MLP decoder limitation: The MLP decoder has a simple structure, but error information from shallow features can mislead it, and it primarily focuses on global features while ignoring local information.
Fixed loss weight issue: Different tasks have significantly different learning difficulties and data distributions.
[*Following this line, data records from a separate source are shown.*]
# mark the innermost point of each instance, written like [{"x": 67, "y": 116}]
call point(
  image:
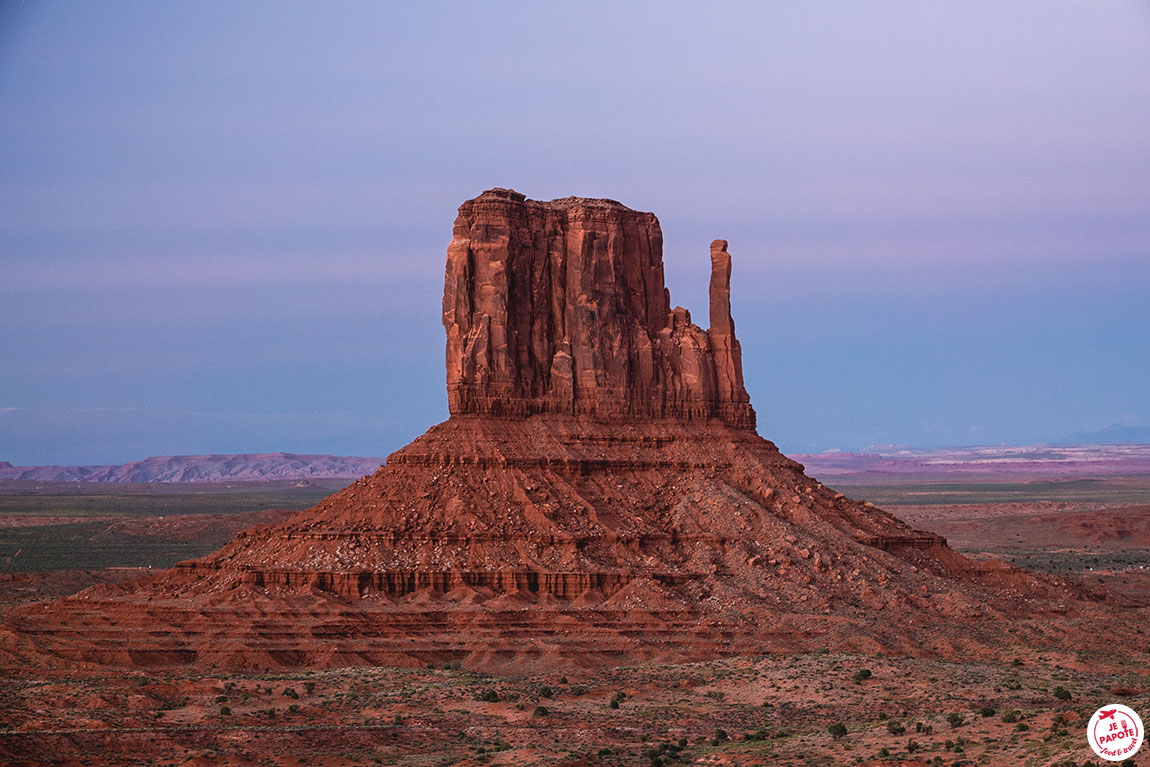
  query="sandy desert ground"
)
[{"x": 766, "y": 710}]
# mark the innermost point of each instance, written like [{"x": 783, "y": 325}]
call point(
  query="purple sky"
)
[{"x": 222, "y": 225}]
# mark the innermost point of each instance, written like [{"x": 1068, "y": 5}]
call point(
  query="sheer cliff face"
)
[{"x": 560, "y": 307}]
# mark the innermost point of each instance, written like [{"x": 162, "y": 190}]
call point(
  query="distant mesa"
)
[
  {"x": 598, "y": 495},
  {"x": 1116, "y": 434},
  {"x": 246, "y": 467}
]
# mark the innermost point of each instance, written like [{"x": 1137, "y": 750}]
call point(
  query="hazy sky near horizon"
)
[{"x": 222, "y": 225}]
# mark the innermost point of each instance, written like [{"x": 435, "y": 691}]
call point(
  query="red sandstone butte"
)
[{"x": 599, "y": 495}]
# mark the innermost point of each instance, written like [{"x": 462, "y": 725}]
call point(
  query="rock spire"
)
[{"x": 560, "y": 307}]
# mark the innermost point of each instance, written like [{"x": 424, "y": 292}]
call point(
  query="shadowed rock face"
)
[
  {"x": 560, "y": 307},
  {"x": 598, "y": 496}
]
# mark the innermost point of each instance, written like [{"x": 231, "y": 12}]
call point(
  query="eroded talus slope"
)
[{"x": 599, "y": 495}]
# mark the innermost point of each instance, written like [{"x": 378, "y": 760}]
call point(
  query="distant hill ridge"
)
[{"x": 202, "y": 468}]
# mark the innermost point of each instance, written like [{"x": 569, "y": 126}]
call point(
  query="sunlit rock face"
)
[
  {"x": 599, "y": 495},
  {"x": 560, "y": 307}
]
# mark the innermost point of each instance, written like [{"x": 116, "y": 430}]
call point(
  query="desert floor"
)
[{"x": 766, "y": 710}]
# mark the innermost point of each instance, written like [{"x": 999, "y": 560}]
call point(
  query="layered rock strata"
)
[
  {"x": 560, "y": 307},
  {"x": 598, "y": 495}
]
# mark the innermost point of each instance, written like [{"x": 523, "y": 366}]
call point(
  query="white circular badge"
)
[{"x": 1114, "y": 733}]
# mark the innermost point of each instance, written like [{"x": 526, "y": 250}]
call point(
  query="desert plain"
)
[{"x": 771, "y": 708}]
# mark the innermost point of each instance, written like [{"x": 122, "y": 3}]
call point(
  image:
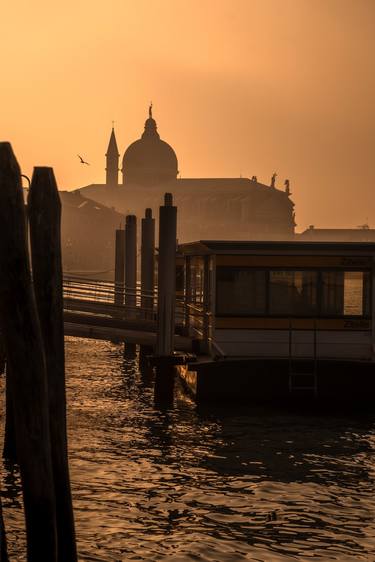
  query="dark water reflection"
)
[{"x": 187, "y": 484}]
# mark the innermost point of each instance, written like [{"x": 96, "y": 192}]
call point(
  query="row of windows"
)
[{"x": 245, "y": 291}]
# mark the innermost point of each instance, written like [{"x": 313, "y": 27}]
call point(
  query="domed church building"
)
[
  {"x": 208, "y": 208},
  {"x": 149, "y": 160}
]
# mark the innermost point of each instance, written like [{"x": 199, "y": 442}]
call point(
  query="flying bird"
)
[{"x": 82, "y": 160}]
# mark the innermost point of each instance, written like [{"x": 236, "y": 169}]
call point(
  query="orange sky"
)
[{"x": 239, "y": 87}]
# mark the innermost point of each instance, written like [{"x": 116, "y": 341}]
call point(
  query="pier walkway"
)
[{"x": 101, "y": 309}]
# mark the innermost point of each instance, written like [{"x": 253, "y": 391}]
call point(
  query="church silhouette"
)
[{"x": 209, "y": 208}]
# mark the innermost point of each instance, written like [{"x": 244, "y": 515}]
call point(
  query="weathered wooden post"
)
[
  {"x": 166, "y": 277},
  {"x": 24, "y": 349},
  {"x": 148, "y": 264},
  {"x": 10, "y": 449},
  {"x": 131, "y": 263},
  {"x": 130, "y": 274},
  {"x": 119, "y": 267},
  {"x": 165, "y": 370},
  {"x": 3, "y": 541},
  {"x": 44, "y": 210}
]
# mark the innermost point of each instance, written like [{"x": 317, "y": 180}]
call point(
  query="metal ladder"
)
[{"x": 303, "y": 382}]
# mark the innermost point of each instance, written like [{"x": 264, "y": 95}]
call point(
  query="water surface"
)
[{"x": 185, "y": 484}]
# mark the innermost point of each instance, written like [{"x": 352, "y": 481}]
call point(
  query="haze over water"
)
[{"x": 211, "y": 485}]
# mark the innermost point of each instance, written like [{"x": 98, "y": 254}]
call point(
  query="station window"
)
[
  {"x": 241, "y": 291},
  {"x": 293, "y": 293},
  {"x": 345, "y": 293},
  {"x": 245, "y": 291}
]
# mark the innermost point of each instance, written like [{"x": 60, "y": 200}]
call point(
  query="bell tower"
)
[{"x": 112, "y": 161}]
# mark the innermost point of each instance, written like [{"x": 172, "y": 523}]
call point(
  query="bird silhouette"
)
[{"x": 82, "y": 160}]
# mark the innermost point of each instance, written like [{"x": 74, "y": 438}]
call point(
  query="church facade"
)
[{"x": 208, "y": 208}]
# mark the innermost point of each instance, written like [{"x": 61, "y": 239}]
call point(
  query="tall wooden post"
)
[
  {"x": 24, "y": 348},
  {"x": 148, "y": 264},
  {"x": 10, "y": 449},
  {"x": 166, "y": 277},
  {"x": 44, "y": 209},
  {"x": 119, "y": 267},
  {"x": 3, "y": 541},
  {"x": 131, "y": 263},
  {"x": 165, "y": 370}
]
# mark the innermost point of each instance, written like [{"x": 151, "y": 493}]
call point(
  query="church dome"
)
[{"x": 149, "y": 160}]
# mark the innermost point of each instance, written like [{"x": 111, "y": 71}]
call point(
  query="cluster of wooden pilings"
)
[
  {"x": 31, "y": 316},
  {"x": 163, "y": 358}
]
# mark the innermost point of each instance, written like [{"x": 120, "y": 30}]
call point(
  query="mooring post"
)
[
  {"x": 24, "y": 349},
  {"x": 148, "y": 264},
  {"x": 131, "y": 264},
  {"x": 9, "y": 449},
  {"x": 44, "y": 210},
  {"x": 165, "y": 369},
  {"x": 3, "y": 541},
  {"x": 119, "y": 267}
]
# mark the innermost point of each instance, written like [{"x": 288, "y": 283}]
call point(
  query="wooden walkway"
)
[{"x": 102, "y": 310}]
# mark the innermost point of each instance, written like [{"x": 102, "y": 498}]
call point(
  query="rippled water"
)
[{"x": 219, "y": 485}]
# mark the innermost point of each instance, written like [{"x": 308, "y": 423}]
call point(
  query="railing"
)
[{"x": 106, "y": 298}]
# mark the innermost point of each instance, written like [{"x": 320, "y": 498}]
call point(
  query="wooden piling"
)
[
  {"x": 148, "y": 264},
  {"x": 3, "y": 542},
  {"x": 44, "y": 209},
  {"x": 166, "y": 277},
  {"x": 9, "y": 449},
  {"x": 24, "y": 349},
  {"x": 165, "y": 371},
  {"x": 130, "y": 264},
  {"x": 119, "y": 267}
]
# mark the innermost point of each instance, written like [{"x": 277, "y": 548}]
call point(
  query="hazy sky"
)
[{"x": 238, "y": 86}]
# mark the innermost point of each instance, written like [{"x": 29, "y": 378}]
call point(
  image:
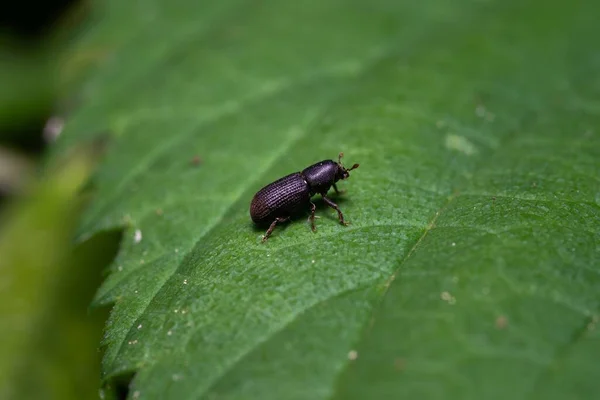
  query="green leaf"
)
[{"x": 470, "y": 268}]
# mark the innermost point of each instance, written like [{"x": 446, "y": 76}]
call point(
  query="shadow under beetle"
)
[{"x": 278, "y": 201}]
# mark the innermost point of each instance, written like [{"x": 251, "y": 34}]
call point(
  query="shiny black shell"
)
[{"x": 281, "y": 198}]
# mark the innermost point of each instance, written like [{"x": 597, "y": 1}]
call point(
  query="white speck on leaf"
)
[
  {"x": 448, "y": 298},
  {"x": 460, "y": 143},
  {"x": 177, "y": 377},
  {"x": 480, "y": 111},
  {"x": 137, "y": 236}
]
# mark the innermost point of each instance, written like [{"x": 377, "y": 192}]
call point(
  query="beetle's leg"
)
[
  {"x": 338, "y": 192},
  {"x": 336, "y": 208},
  {"x": 311, "y": 219},
  {"x": 273, "y": 224}
]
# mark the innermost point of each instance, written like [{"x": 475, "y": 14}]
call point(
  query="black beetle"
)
[{"x": 279, "y": 200}]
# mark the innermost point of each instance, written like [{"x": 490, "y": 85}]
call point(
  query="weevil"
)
[{"x": 279, "y": 201}]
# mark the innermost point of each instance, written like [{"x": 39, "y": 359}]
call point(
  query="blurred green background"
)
[{"x": 49, "y": 338}]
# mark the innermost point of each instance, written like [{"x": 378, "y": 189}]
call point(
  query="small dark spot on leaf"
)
[
  {"x": 399, "y": 364},
  {"x": 501, "y": 322},
  {"x": 196, "y": 160}
]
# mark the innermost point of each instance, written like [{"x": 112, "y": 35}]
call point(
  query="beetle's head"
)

Fixed weights cannot adapt to the dynamically changing task relationships during training.

3. Key Challenge¶

How to efficiently fuse RGB-D information while ensuring speed, how to guide cross-dimensional features to integrate local and global information, and how to adaptively adjust multi-task learning priorities.

4. Mechanism¶

Three innovations: (1) An efficient fusion encoder utilizing channel redundancy; (2) Cross-dimensional feature guidance via NFCL and CFIL; (3) A multi-task adaptive loss based on historical performance.

5. Prior Attempts and Limitations¶

Lin et al. used random loss and weighting to avoid human bias, but introduced performance instability.
Liu et al. calculated task weights based on training loss to improve stability, but only adjusted weights in the first batch of each iteration, lacking real-time adaptability.
Bottleneck modules lead to information loss and decreased feature diversity due to dimensionality reduction.

6. Solution Overview¶

A unified multi-task network is designed to handle five tasks: semantic segmentation, instance segmentation, orientation estimation, panoptic segmentation, and scene classification. It is collaboratively optimized through the fusion encoder, NFCL, CFIL, and adaptive loss.

Method¶

Overall Architecture¶

RGB-D input \(\rightarrow\) improved fusion encoder (4 stages, based on FasterNet-M) \(\rightarrow\) three-branch output: scene classification head (fully connected layer), semantic decoder (MLP + NFCL + CFIL), instance decoder (Non-bottleneck 1D three-layer structure). Semantic segmentation provides foreground masks to instance segmentation, and both are combined to achieve panoptic segmentation. A multi-task adaptive loss is used during training.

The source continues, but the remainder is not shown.